I installed x11-drivers/xf86-video-amdgpu from ports, and attempt to start X.  This is where the troubles begin.

At first, running `starx` or `Xorg -configure` would crash the entire system and cause a reboot.  I examined /var/log/Xorg.0.log and noticed that it was still trying to load the Intel driver.  I uninstalled x11-drivers/xf86-video-intel and now the entire system does not crash, but X still will not load and gives me the "Cannot run in framebuffer mode" error.

Running `Xorg -configure` lists only scfg, modesetting, and vesa as available video drivers, and gives an error "Number of created screens does not match number of detected devices."  It does generate an xorg.conf.new, with two device, two monitor and two screen sections.  Card0 is the BusID "PCI:0:2:0", which `pciconf -lv` identifies as the Intel VGA, and Card1 is BusID "PCI:1:0:0" which is identified as the AMD VGA.  The generated file assigns Screen0 and Monitor0 to Card0, and Screen1 and Monitor1 to Card1.  It has assigned the modesetting driver to both video cards.  I copied the generated file to /usr/local/etc/X11/xorg.conf.d/xorg.conf.

Leaving at the configured file or manually assigning amdgpu to Card1, running `startx` results in a "No screens found" error.  
Examining the log file, there is an error "Number of creates screens does not match number of detected devices. Configuration failed."

Any suggestions on how I can get the AMD GPU to work instead of using the Intel GPU?


----------



## bsduck (Apr 8, 2022)

jardows said:


> I recently installed 13.1-RC1


You may be affected by PR 262982:


> A changed I merged to stable/13 and 13.1-RC1 prevents the modules from probing (loading). This will likely look like a silent error. The drm.ko and the driver module (e.g., i915kms.ko) will be loaded but "nothing happens".











						Solved - FreeBSD 13.1-RC1 Graphics Not Working
					

I have a NUC with an 11th generation Tiger Lake processor and it has been working fine with 13.1-BETA3 using graphics/drm-devel-kmod. The Iris-Xe GPU doesn't work with drm-kmod as of yet I believe. I just upgraded to 13.1-RC1 and it's as if it doesn't even try to display any graphics. It doesn't...




					forums.freebsd.org
				





neal said:


> All is now working again in 13.1-RC2


... try upgrading to 13.1-RC2.


If that doesn't solve your problem:

* try to start X without xf86-video-amdgpu installed (should work with modesetting)
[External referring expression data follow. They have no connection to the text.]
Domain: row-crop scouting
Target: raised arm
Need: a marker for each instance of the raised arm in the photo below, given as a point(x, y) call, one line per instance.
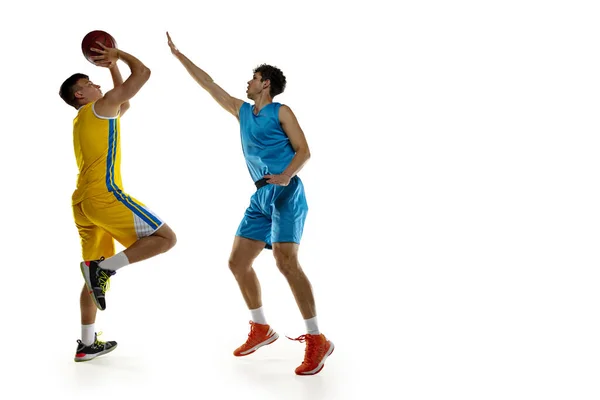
point(111, 103)
point(230, 104)
point(118, 81)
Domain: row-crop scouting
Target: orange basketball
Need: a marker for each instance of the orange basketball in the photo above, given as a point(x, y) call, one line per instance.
point(90, 40)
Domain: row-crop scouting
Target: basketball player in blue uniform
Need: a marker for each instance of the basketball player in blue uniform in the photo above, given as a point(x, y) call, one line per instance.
point(275, 149)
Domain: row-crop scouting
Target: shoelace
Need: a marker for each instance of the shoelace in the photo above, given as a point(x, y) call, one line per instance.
point(311, 347)
point(252, 339)
point(104, 281)
point(98, 343)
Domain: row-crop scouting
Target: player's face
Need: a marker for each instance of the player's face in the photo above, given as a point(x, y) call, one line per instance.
point(255, 86)
point(89, 91)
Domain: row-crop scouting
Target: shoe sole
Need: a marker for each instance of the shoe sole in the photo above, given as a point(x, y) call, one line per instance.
point(85, 270)
point(258, 346)
point(322, 363)
point(89, 357)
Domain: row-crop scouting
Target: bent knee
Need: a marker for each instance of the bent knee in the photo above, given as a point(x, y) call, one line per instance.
point(237, 267)
point(287, 263)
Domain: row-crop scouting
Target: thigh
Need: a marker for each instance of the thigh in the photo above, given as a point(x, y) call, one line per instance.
point(289, 214)
point(245, 250)
point(95, 241)
point(255, 225)
point(122, 216)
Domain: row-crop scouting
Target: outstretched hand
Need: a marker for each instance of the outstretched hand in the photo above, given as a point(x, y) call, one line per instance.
point(174, 49)
point(107, 57)
point(281, 180)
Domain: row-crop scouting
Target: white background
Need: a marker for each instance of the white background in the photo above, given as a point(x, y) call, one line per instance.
point(452, 237)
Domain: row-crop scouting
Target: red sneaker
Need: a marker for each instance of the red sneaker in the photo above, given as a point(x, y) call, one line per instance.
point(260, 335)
point(318, 348)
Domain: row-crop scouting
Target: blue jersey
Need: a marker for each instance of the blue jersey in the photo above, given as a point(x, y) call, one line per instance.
point(266, 147)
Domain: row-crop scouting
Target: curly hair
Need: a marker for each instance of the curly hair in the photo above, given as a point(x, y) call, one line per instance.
point(273, 74)
point(69, 87)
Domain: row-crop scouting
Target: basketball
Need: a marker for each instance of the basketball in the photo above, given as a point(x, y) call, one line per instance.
point(90, 40)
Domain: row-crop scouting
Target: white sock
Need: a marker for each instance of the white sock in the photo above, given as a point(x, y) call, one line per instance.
point(88, 334)
point(311, 326)
point(115, 262)
point(258, 316)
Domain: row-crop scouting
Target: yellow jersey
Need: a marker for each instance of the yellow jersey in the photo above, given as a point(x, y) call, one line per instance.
point(96, 141)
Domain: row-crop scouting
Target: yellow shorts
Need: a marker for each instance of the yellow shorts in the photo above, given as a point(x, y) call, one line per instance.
point(108, 216)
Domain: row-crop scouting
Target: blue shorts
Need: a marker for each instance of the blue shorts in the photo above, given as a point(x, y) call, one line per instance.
point(276, 214)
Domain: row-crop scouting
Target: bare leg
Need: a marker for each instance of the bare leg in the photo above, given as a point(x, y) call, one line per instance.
point(286, 257)
point(243, 254)
point(159, 242)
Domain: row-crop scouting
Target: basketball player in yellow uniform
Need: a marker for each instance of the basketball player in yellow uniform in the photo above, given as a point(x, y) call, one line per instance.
point(103, 212)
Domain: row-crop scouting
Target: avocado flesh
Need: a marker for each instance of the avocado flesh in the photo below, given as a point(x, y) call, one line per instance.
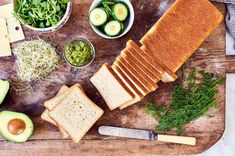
point(4, 87)
point(5, 117)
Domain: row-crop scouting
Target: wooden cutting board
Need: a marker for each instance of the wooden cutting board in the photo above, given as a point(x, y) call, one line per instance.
point(47, 138)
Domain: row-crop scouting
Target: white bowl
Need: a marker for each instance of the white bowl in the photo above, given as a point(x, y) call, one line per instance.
point(59, 25)
point(128, 24)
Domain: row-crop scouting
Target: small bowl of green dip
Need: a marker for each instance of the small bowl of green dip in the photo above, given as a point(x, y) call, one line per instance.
point(79, 52)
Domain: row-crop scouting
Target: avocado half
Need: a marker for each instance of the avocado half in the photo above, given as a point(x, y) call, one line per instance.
point(15, 127)
point(4, 87)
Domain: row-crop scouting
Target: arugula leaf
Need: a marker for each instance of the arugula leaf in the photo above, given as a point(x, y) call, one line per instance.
point(41, 13)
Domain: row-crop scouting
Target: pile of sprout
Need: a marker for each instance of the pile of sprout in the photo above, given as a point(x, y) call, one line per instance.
point(35, 60)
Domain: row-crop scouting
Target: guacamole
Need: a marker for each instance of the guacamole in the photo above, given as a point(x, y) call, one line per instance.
point(78, 53)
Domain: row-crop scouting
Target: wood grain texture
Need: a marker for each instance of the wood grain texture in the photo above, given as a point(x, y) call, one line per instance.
point(47, 139)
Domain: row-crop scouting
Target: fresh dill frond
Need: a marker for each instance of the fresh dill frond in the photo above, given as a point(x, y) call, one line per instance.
point(187, 102)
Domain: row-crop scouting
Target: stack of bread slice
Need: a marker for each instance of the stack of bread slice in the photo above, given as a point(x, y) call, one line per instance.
point(165, 47)
point(72, 112)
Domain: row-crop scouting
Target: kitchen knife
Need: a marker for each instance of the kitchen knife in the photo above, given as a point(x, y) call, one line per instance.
point(145, 134)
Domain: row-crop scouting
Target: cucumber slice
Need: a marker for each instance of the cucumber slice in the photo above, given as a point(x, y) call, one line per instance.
point(120, 11)
point(112, 28)
point(98, 17)
point(109, 2)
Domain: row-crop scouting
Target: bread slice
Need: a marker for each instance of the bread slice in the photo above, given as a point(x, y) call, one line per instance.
point(45, 115)
point(168, 75)
point(111, 88)
point(144, 62)
point(136, 82)
point(138, 75)
point(76, 114)
point(137, 95)
point(149, 61)
point(126, 54)
point(53, 102)
point(181, 30)
point(50, 104)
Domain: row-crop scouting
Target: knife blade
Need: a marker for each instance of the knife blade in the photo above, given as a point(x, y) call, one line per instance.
point(144, 134)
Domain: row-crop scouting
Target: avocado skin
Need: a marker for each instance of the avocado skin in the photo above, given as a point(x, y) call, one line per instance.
point(4, 88)
point(5, 117)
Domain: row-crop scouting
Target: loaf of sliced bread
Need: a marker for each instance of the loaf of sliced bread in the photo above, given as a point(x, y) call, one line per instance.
point(168, 75)
point(143, 62)
point(181, 30)
point(137, 95)
point(138, 75)
point(134, 81)
point(76, 113)
point(143, 56)
point(125, 54)
point(114, 92)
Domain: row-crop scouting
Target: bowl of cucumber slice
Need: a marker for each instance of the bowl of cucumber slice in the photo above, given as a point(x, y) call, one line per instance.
point(111, 19)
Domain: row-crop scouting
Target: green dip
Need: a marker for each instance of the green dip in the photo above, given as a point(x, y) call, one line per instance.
point(78, 53)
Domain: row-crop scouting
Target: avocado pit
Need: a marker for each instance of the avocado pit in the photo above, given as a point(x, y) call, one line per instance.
point(16, 126)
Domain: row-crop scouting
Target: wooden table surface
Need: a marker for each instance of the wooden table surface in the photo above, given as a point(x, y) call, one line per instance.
point(47, 140)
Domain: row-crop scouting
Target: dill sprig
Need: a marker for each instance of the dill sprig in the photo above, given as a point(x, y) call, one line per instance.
point(187, 102)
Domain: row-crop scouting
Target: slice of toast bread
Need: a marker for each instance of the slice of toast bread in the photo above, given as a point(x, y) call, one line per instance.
point(136, 74)
point(125, 54)
point(45, 115)
point(139, 70)
point(136, 82)
point(76, 113)
point(168, 75)
point(51, 103)
point(144, 62)
point(181, 30)
point(111, 88)
point(143, 56)
point(128, 83)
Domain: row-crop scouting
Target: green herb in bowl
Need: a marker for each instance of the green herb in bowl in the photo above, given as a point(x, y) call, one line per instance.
point(79, 53)
point(40, 13)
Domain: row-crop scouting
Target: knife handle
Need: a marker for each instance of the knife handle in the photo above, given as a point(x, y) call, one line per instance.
point(177, 139)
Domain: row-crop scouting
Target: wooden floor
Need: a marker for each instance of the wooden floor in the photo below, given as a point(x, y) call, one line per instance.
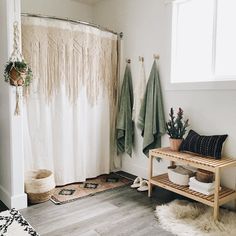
point(122, 211)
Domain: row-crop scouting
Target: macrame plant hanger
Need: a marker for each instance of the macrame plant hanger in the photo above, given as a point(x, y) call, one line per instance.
point(17, 72)
point(17, 56)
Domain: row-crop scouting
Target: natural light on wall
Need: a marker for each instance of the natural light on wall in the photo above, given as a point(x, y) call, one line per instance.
point(203, 40)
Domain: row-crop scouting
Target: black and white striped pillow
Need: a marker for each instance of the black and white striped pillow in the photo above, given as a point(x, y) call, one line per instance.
point(204, 145)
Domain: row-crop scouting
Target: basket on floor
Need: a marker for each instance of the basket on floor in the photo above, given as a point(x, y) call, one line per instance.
point(39, 185)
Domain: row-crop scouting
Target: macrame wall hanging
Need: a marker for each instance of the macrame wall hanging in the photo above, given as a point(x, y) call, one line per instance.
point(17, 72)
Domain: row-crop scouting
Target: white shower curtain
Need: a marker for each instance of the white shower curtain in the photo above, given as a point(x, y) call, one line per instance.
point(71, 105)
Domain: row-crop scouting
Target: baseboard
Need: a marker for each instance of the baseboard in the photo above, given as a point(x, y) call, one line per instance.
point(5, 197)
point(17, 201)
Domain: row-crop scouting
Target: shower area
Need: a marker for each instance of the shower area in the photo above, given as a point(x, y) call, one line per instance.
point(70, 107)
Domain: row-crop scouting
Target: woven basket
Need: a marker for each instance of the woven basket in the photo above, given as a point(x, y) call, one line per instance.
point(39, 185)
point(204, 176)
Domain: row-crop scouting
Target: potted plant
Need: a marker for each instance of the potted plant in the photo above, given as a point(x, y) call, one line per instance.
point(176, 128)
point(18, 73)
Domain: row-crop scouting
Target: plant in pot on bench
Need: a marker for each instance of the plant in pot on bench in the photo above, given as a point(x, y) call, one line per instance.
point(176, 128)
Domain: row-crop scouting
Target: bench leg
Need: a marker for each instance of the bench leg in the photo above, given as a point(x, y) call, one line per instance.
point(216, 197)
point(150, 167)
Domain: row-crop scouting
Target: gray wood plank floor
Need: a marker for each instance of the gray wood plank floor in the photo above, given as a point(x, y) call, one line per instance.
point(123, 211)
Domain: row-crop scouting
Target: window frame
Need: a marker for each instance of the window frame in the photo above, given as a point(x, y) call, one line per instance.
point(219, 82)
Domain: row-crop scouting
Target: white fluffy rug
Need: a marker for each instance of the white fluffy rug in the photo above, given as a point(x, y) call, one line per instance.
point(12, 223)
point(184, 218)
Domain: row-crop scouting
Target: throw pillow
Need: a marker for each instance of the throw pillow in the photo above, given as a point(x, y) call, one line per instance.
point(204, 145)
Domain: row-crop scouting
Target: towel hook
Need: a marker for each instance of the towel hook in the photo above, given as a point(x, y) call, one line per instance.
point(156, 56)
point(141, 59)
point(128, 61)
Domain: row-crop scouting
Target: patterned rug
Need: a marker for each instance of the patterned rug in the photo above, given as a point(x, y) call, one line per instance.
point(12, 223)
point(90, 187)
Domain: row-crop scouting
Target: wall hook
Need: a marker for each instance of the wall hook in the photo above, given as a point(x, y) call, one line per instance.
point(128, 61)
point(156, 56)
point(141, 59)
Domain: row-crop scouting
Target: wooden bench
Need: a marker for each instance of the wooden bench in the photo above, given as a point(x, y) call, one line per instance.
point(215, 200)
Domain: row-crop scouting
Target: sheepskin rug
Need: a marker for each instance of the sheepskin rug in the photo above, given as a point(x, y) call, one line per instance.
point(184, 218)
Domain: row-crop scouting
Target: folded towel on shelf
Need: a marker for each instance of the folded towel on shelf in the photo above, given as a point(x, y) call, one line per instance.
point(201, 191)
point(182, 170)
point(201, 185)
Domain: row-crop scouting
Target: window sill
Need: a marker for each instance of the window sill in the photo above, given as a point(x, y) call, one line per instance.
point(214, 85)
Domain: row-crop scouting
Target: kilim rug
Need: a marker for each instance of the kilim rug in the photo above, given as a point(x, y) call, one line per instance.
point(12, 223)
point(90, 187)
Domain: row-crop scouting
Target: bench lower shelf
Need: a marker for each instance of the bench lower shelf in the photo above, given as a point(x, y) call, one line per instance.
point(225, 194)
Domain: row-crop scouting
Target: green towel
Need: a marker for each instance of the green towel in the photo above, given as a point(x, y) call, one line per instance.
point(151, 119)
point(124, 127)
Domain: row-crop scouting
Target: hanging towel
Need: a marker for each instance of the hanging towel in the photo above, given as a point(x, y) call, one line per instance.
point(139, 92)
point(125, 129)
point(151, 117)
* try using drm-devel-kmod instead of drm-kmod

* disable Intel graphics in the BIOS if yours has a corresponding option




jardows said:


> `kld_list="/boot/modules/amdgpu.ko"`


Not relevant to your problem, but: there's no need to specify the full path anymore, `kld_list="amdgpu"` should be enough.


----------



## jardows (Apr 11, 2022)

bsduck said:


> You may be affected by PR 262982:
> 
> 
> 
> ...


Thanks for the suggestions.  Unfortunately, none of them worked.  Interestingly, X does not even attempt to load anything for the AMD card.  I'm beginning to wonder if I will only be able to get this to work if connected to a Dock and external monitors.  I'll have to try that later, as I do have a dock at home.


----------